Patnos yüz altını masaya bıraktı ardından görevlilere teşekkür ederek geceyi geçirmek üzere bir Hana doğru ilerlediler. Diabel Merakla amcasına küçük bir soru yöneltti.

"Amca sen daha önce de buraya geldin mi? Gideceğimiz her yere tarif almadan gittik. Yolları biliyor gibisin."

Amcası cevap vermekte gecikmedi:

"Evet, uzun bir süre bu şehirde yaşamıştım. Şimdi seni götürdüğüm Hanın yemekleri kadar lezzetli yemek yapan bir yer görmedim."

Diabelin çocuksu bir sevinç ile gülümsedi. Arıdından Hana doğru hızla ilerlemeye devam ettiler. Hanın kapısının açılması ile içeriyi kaplayan gürültü bir anda yerini sessizliğe bırakırken içeride bulunan insanlar merakla gelen kişilere baktı. Diabel ve Amcası boş bir masaya oturdukları zaman sessizlik yerini tekrar gürültüye bırakırken loş ışıkla aydınlatılan hanın bir görevlisi Diabelin bulunduğu masaya yaklaştı. Umursamaz bir tavırla:

"Ne istiyorsunuz?"

Diye bir soru sordu siyah saçları ve yeşil gözleri olan kadının zarif görünümüne rağmen konuşma şekli tamamen zıttı. Amcası yiyecekleri şeyleri kadına tarif ederken Diabel merakla etraftaki adamları izliyor, bazılarının konuşmalarını dinliyordu.

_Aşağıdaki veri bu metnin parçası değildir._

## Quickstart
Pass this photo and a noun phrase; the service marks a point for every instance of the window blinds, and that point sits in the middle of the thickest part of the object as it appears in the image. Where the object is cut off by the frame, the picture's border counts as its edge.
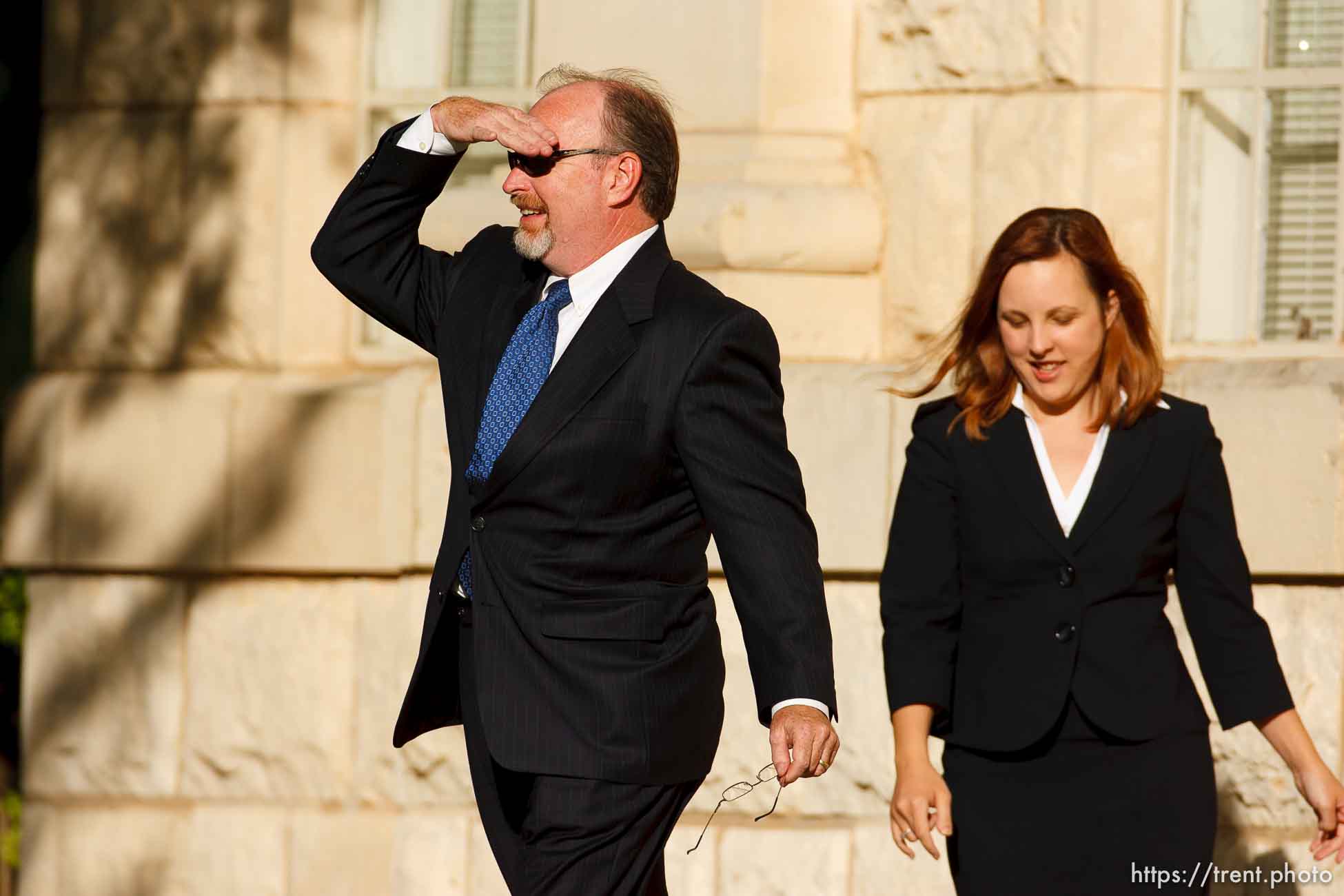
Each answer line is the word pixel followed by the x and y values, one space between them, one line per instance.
pixel 1303 207
pixel 487 42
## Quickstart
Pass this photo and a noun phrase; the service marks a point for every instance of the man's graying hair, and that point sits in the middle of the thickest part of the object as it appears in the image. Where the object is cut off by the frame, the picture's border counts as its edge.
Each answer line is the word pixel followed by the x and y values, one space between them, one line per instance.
pixel 636 117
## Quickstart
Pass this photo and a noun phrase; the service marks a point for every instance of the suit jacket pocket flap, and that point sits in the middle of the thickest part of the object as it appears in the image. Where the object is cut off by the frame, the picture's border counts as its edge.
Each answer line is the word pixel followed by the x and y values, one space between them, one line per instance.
pixel 605 618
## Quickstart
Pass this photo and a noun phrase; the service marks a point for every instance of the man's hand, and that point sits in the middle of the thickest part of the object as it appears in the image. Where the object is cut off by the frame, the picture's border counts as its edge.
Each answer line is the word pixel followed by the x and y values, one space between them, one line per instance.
pixel 806 734
pixel 469 121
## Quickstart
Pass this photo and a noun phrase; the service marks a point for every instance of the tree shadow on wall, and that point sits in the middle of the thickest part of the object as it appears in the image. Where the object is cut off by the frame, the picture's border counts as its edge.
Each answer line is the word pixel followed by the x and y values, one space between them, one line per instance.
pixel 148 258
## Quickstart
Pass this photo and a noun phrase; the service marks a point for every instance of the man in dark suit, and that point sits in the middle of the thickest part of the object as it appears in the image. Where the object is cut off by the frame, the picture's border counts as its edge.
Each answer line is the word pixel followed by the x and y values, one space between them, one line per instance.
pixel 607 413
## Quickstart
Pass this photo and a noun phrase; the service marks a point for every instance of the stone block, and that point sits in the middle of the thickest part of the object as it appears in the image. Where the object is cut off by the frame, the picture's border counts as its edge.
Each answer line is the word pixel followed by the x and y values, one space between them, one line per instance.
pixel 839 422
pixel 1127 148
pixel 174 218
pixel 141 471
pixel 28 476
pixel 433 474
pixel 1254 786
pixel 165 52
pixel 754 227
pixel 924 151
pixel 967 45
pixel 881 868
pixel 342 853
pixel 110 194
pixel 324 38
pixel 103 691
pixel 41 851
pixel 232 851
pixel 837 418
pixel 430 770
pixel 322 472
pixel 1280 423
pixel 707 55
pixel 1129 46
pixel 859 784
pixel 429 855
pixel 806 77
pixel 120 852
pixel 320 159
pixel 848 304
pixel 813 859
pixel 270 672
pixel 1031 151
pixel 762 158
pixel 1272 863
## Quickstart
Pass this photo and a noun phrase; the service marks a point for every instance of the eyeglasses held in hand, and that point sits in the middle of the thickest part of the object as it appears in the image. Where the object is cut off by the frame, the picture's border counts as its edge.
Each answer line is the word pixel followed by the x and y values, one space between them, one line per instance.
pixel 738 791
pixel 538 165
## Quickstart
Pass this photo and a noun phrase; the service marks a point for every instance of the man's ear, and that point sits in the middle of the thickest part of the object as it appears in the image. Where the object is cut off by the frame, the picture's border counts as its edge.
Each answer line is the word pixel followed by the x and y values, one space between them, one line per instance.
pixel 622 179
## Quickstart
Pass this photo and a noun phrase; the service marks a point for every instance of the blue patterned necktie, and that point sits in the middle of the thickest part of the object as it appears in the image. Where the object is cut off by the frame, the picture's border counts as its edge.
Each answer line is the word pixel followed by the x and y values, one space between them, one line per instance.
pixel 518 379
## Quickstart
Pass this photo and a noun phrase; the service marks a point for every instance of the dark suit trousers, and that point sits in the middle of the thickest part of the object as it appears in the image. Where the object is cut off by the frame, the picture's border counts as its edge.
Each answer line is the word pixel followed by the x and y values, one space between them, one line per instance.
pixel 558 836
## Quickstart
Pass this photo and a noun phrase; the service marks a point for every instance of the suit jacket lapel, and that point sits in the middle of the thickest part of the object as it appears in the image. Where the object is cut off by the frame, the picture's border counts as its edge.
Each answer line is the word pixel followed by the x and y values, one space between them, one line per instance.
pixel 601 345
pixel 1010 450
pixel 1123 461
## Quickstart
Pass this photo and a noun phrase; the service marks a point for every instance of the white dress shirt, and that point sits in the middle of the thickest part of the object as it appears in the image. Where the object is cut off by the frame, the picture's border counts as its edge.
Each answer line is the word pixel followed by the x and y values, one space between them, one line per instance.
pixel 587 287
pixel 1068 507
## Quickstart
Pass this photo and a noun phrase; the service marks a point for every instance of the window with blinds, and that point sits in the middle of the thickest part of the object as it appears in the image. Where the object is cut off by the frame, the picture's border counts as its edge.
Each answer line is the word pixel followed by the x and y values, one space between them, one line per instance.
pixel 418 52
pixel 485 43
pixel 1303 209
pixel 1256 207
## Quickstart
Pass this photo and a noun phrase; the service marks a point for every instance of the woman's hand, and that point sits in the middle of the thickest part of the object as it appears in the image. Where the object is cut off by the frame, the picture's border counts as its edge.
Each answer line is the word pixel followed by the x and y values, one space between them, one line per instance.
pixel 1314 778
pixel 919 788
pixel 1325 794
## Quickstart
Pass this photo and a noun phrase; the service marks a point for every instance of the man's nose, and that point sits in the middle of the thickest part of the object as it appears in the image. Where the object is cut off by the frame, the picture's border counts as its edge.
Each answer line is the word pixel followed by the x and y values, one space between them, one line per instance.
pixel 1038 342
pixel 516 182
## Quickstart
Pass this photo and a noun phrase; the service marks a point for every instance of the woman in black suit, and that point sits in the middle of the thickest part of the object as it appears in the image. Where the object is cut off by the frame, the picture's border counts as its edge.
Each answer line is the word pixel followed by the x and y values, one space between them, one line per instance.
pixel 1039 513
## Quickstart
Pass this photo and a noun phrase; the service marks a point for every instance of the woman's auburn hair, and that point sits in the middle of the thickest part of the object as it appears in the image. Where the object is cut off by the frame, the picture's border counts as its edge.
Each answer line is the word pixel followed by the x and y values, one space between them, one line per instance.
pixel 972 349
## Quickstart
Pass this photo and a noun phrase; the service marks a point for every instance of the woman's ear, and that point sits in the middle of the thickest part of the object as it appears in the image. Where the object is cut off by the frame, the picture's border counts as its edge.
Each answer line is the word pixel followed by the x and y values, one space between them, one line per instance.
pixel 1110 308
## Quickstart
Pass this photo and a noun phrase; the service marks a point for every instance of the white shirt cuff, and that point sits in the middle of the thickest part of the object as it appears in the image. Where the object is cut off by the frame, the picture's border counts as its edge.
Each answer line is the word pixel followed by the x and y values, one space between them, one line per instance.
pixel 422 137
pixel 802 702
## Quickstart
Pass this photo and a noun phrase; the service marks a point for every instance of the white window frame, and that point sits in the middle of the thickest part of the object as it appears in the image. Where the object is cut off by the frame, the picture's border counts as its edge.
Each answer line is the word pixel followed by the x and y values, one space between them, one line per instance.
pixel 391 349
pixel 1261 79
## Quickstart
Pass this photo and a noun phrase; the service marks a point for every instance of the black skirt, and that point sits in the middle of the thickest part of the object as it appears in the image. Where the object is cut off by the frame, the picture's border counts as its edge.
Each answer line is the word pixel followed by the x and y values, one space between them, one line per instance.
pixel 1082 813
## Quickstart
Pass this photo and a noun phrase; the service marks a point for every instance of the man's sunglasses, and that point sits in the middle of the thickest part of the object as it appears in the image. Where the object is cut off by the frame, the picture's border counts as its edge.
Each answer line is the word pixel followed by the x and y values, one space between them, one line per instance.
pixel 538 165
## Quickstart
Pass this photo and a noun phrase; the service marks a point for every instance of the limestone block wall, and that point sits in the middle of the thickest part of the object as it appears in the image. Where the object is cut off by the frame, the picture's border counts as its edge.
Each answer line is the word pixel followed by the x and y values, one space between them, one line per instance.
pixel 229 505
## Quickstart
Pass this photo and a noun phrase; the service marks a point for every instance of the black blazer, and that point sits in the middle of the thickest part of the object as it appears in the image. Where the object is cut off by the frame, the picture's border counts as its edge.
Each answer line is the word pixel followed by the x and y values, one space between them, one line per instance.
pixel 597 646
pixel 992 615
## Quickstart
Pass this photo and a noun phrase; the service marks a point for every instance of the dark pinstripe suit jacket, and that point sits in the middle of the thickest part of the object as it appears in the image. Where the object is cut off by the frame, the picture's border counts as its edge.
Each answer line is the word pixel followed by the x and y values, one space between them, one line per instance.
pixel 598 653
pixel 995 617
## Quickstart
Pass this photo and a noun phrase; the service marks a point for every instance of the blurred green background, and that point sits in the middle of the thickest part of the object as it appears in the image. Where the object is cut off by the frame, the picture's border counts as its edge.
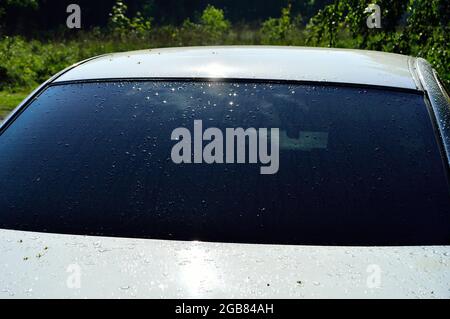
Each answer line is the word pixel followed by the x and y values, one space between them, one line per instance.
pixel 35 42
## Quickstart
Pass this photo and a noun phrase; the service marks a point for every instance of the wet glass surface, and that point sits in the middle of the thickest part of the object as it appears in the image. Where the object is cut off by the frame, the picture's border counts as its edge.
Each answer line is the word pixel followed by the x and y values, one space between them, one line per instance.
pixel 357 166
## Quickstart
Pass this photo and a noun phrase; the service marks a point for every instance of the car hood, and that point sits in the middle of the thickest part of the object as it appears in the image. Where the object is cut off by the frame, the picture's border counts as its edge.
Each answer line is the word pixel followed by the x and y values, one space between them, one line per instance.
pixel 38 265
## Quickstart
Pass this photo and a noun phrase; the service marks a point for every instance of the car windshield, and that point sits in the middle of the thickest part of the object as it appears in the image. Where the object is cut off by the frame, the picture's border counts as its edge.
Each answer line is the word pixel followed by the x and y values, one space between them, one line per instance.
pixel 311 164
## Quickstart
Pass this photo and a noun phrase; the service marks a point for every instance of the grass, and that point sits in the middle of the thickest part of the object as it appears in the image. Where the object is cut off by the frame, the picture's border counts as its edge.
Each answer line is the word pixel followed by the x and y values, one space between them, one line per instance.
pixel 8 101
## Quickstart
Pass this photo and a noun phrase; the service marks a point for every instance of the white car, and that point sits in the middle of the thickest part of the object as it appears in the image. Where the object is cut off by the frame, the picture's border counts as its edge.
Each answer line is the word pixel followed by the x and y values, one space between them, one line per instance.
pixel 229 172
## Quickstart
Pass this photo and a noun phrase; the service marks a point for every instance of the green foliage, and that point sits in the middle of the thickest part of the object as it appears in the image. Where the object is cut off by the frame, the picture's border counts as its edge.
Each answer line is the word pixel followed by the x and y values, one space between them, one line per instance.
pixel 425 33
pixel 121 25
pixel 413 27
pixel 212 28
pixel 281 30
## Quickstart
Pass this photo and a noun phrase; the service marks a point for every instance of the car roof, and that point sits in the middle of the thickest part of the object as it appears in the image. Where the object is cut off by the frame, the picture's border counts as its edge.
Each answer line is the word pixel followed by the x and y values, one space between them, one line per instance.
pixel 251 62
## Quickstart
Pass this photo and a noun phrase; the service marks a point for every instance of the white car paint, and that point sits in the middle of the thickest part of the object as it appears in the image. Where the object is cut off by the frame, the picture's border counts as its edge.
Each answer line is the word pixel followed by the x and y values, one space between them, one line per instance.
pixel 42 265
pixel 252 62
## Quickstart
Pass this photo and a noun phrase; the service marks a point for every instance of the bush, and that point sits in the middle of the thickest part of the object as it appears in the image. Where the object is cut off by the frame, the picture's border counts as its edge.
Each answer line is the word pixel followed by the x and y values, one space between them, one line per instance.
pixel 282 30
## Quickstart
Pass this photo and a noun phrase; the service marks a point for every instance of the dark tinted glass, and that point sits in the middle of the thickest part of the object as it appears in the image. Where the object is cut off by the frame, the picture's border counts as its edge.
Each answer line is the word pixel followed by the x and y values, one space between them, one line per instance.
pixel 357 166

Diabel yemeklerin Amcasının dediği kadar güzel olduğu için iştahla bitirmişti, yemekten sonra ikili yarınki büyük ve yorucu gün için erkenden yatağa yatıp uykunun kollarına kendilerini bıraktılar. Sabahsedilen güneş yeni doğarken Amcası Diabeli kaldırdı. Geç kalmak istemediği için olsa gerek olsuçla erken kaldırmıştı. Güzel bir kahvaltının arıdından akşamkinin aksine boş olan Handan ayrılarak toprak yolda Shuanna Akademisine doğru ilerlediler. Git gide daha kalabalık bir hale gelen sokaklarda ilerlemesi oldukça zorlaşınca Amcası Diabelin elini tutarak kaybolmasını engelledi. Kalabalık akademiye yaklaştıkça artarken sonunda girişin önünde bir yerde beklemeye başladılar.

Bir anda Büyük Demir kapılar yüksek sesli bir gıcırtı ile açıldı. İçeriden kalabalığa yaklaşan bir grup insandan birisi, sesini duyurmak için yüksek sesle bağırarak konuştu:

"Giriş sınavı için gelenler ve bir akrabası içeriye girebilir geri kalanlar uzaklaşsın fazlalık olanlar tespit edildiği zaman güç kullanılarak Akademiden çıkartılacaklar. Ve bir daha hiçbir şekilde Akademinin topraklarına adım atamayacaklar. Bu yüzden zorluk çıkartmadan ayrılması gereken kişiler ayrılsın!"